Diesel Rises 7.4¢ to $3.407 a Gallon
This story appears in the Jan. 24 print edition of Transport Topics.
U.S. retail fuel prices rose for the seventh consecutive week, as the average price of a gallon of diesel jumped by 7.4 cents a gallon to $3.407, the Department of Energy reported.
The regular gasoline average rose by 1.5 cents to $3.104 a gallon, DOE said after its Jan. 17 survey of fueling stations.
“One of the main reasons that diesel rose so much higher than gasoline was the intense cold in the East . . . which continued into January,” John Felmy, chief economist of the American Petroleum Institute, told Transport Topics.
“Not only did demand for heating oil boost all distillate prices, but diesel can also be substituted for heating oil if necessary, also in-creasing its demand and price,” Felmy said.
Tancred Lidderdale, chief economist at DOE’s Energy Information Administration, said wholesale diesel prices shot up by 13 cents a gallon during the week of Jan. 10, higher than the rise in crude, “and the change is retail prices is going to lag by a few days to a week.”
Diesel is now 53.7 cents more expensive than the comparable week of 2010, while gasoline is 36.5 cents more expensive, DOE said.

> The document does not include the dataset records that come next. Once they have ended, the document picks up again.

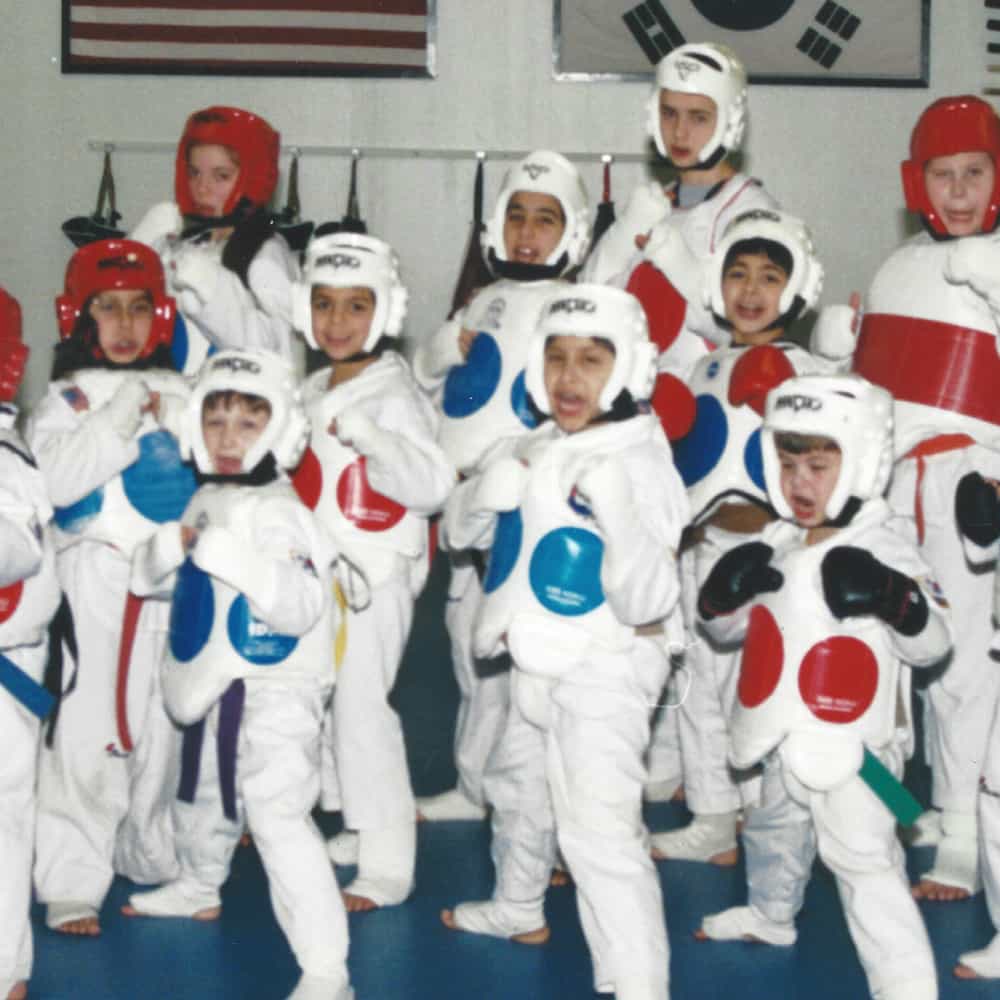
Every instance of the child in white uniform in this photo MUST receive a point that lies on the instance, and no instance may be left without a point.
(230, 269)
(929, 335)
(696, 116)
(474, 365)
(762, 276)
(103, 438)
(29, 595)
(248, 671)
(374, 476)
(829, 602)
(584, 517)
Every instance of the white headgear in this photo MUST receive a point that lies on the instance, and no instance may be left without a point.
(255, 373)
(804, 283)
(850, 410)
(349, 260)
(591, 310)
(714, 71)
(546, 173)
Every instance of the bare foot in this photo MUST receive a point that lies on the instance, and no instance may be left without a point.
(358, 904)
(84, 927)
(724, 859)
(964, 972)
(539, 936)
(209, 913)
(938, 892)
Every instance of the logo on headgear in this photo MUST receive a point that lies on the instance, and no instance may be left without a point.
(535, 170)
(336, 260)
(798, 402)
(236, 365)
(687, 67)
(572, 305)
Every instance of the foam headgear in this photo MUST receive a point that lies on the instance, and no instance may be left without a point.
(713, 71)
(116, 265)
(253, 373)
(591, 310)
(951, 125)
(850, 410)
(349, 260)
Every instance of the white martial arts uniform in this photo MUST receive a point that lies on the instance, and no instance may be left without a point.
(565, 591)
(378, 524)
(112, 477)
(947, 422)
(29, 595)
(813, 693)
(677, 318)
(250, 608)
(720, 462)
(217, 309)
(482, 401)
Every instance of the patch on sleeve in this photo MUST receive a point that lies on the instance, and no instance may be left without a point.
(76, 398)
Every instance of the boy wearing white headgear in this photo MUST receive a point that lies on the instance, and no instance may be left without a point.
(831, 603)
(582, 517)
(474, 366)
(374, 474)
(248, 671)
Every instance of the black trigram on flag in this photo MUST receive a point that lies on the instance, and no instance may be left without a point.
(835, 19)
(654, 29)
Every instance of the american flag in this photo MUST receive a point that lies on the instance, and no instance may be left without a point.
(259, 37)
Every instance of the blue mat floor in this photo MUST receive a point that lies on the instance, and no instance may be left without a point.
(404, 953)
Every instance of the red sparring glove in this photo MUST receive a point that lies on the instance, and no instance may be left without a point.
(756, 374)
(664, 306)
(13, 353)
(674, 403)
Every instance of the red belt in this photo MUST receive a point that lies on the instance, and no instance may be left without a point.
(936, 364)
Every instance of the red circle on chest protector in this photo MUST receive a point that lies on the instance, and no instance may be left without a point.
(307, 479)
(363, 506)
(838, 679)
(10, 598)
(763, 656)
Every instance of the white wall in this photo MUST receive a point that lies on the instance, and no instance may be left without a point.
(829, 154)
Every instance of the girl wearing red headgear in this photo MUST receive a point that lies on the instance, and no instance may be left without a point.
(929, 336)
(225, 262)
(113, 473)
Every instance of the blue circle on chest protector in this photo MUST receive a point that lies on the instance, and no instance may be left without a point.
(470, 387)
(753, 459)
(519, 402)
(565, 571)
(253, 640)
(506, 548)
(158, 484)
(75, 518)
(699, 451)
(192, 612)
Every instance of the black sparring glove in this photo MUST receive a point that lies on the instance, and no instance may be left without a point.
(977, 509)
(856, 583)
(739, 575)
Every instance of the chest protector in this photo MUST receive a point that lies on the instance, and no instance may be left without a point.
(26, 606)
(542, 591)
(804, 674)
(484, 399)
(720, 456)
(215, 638)
(933, 345)
(154, 489)
(371, 529)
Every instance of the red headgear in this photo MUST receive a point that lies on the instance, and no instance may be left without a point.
(13, 354)
(965, 124)
(110, 265)
(254, 142)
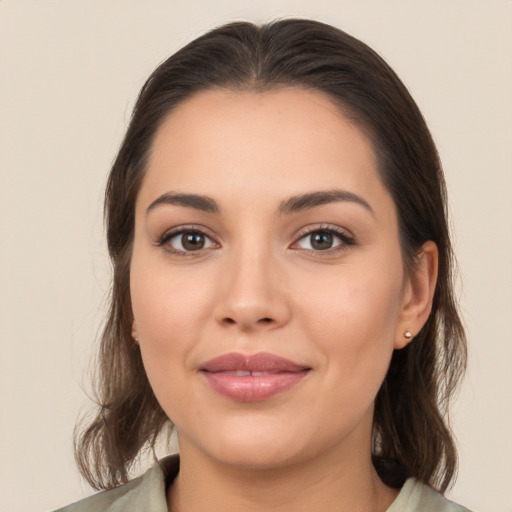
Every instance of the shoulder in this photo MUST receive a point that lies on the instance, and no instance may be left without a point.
(418, 497)
(146, 492)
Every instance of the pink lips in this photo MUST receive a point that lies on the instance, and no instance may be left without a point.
(252, 378)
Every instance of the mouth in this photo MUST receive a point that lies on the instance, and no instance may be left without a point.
(252, 378)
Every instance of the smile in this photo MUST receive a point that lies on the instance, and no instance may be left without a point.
(252, 378)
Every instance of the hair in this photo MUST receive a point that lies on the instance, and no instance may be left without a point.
(411, 436)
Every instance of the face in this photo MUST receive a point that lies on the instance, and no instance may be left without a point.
(267, 282)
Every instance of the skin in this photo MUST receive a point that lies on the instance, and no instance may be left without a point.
(259, 285)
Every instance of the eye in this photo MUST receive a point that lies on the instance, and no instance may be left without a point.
(186, 241)
(324, 240)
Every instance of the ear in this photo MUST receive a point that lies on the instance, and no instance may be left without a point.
(418, 294)
(135, 335)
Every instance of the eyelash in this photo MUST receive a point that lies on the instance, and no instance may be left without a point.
(345, 239)
(164, 240)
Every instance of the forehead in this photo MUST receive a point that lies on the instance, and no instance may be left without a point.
(284, 141)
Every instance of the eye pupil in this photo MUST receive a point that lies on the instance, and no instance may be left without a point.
(192, 241)
(321, 240)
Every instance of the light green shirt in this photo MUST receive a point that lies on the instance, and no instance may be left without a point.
(148, 494)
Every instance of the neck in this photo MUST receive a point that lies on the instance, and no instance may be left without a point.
(328, 483)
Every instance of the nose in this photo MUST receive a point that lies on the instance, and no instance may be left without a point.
(252, 295)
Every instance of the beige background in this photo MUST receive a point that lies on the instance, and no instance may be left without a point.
(70, 71)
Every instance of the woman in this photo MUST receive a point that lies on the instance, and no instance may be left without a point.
(282, 285)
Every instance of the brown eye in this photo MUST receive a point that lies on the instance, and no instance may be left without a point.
(321, 240)
(192, 241)
(324, 239)
(188, 241)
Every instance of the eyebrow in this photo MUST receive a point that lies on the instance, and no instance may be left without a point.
(315, 199)
(199, 202)
(292, 205)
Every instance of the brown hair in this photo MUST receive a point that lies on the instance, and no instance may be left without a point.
(410, 434)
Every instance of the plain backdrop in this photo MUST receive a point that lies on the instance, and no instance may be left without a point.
(70, 71)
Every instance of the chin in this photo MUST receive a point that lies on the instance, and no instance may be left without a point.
(252, 445)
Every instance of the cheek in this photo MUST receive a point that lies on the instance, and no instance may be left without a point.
(354, 324)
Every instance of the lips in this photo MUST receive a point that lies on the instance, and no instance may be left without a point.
(252, 378)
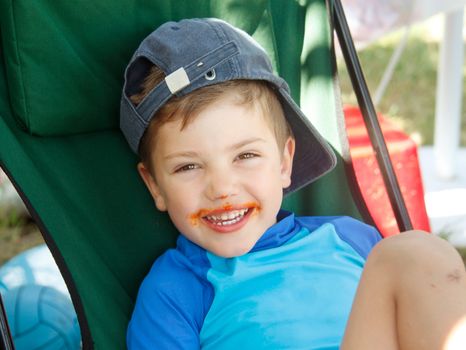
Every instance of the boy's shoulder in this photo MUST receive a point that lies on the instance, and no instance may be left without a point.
(359, 235)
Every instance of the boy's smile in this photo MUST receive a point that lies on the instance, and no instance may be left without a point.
(226, 219)
(221, 177)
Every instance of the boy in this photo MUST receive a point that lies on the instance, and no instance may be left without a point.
(220, 142)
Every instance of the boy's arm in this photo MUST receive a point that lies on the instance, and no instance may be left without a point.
(169, 309)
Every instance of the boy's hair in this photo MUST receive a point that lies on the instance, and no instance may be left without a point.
(247, 92)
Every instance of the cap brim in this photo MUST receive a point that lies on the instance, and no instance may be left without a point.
(313, 156)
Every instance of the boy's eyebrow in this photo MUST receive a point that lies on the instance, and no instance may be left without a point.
(246, 142)
(180, 154)
(232, 147)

The average price last week was the highest since diesel sold for $3.482 a gallon on Oct. 20, 2008, DOE said.
Crude oil’s rise in the middle of November sparked the seven weeks of increases in retail fuel prices, Lidderdale said.
Crude went from $80.44 a barrel Nov. 17 on the New York Mercantile Exchange to $91.51 on Dec. 23, Bloomberg News reported. It has traded in a narrow range of $88 a barrel to the low $90s since then, closing at $90.86 on Jan. 19.
“When diesel prices jump like this, the No. 1 thing that we immediately do is to ask for more money — pretty well insisting upon it — on jobs that we get from brokers,” Anthony Tomase, president of GetGo Transportation Co., Millbury, Ohio, told TT. “If they won’t give us more money to take care of the hike in diesel prices, we don’t take the job because we’ll lose money. It’s as simple as that.”
Tomase said that, “For the most part, all brokers comply, except for the heavily traveled lanes such as east to west, because there is just not enough lane capacity.”
He added that GetGo also put more emphasis on increasing its freight loads from companies over brokers because companies pay increases in fuel surcharges more easily.
“We’ve also gone through the whole laundry list of fuel-saving practices with our drivers again,” Tomase said. “We’ve reminded them again about cutting down on idling time, on shutting down their trucks when they’re stopped, on going only to truck stops where we get the best fuel prices.”
He said that GetGo, which operates 29 tractors and 80 trailers, also was experimenting with electric blankets instead of auxiliary power units to keep drivers warm while sleeping.
“We’ve found they’re good down to a certain temperature, but they’re not effective once it gets really cold [down toward 0 degrees Fahrenheit],” Tomase said, noting the blankets work from the main engine’s battery supply.
“APUs are exorbitantly expensive for a company like ours, something like $9,000 to install one that has only a small heater,” Tomase said.
Michael Evans, executive vice president of business development for Atlas Oil Co., said more truckers have been “looking to lock in future prices or cap future prices right now, but they get interested when the market gets very volatile.”
Atlas Oil, based in Taylor, Mich., distributes diesel and gasoline to about 400 retail fuel stations and several thousand commercial customers, including trucking companies, in 23 states and offers fuel risk-management services.
“Usually, once the market does its crazy things, it’s too late to hedge or cap,” Evans said.
He said that Atlas advises its fleet customers to take a long-term approach to fuel buying.
“You have to be hedging for the right reasons,” Evans said. “If you’re trying to beat the market, that is the wrong reason. . . . Instead, the purpose is to lock in a margin of operating costs that comes from fuel.”
Evans said his successful customers “typically don’t lock everything in, but rather 50% or 75%, and then whether diesel rises or falls, it kind of balances prices out.”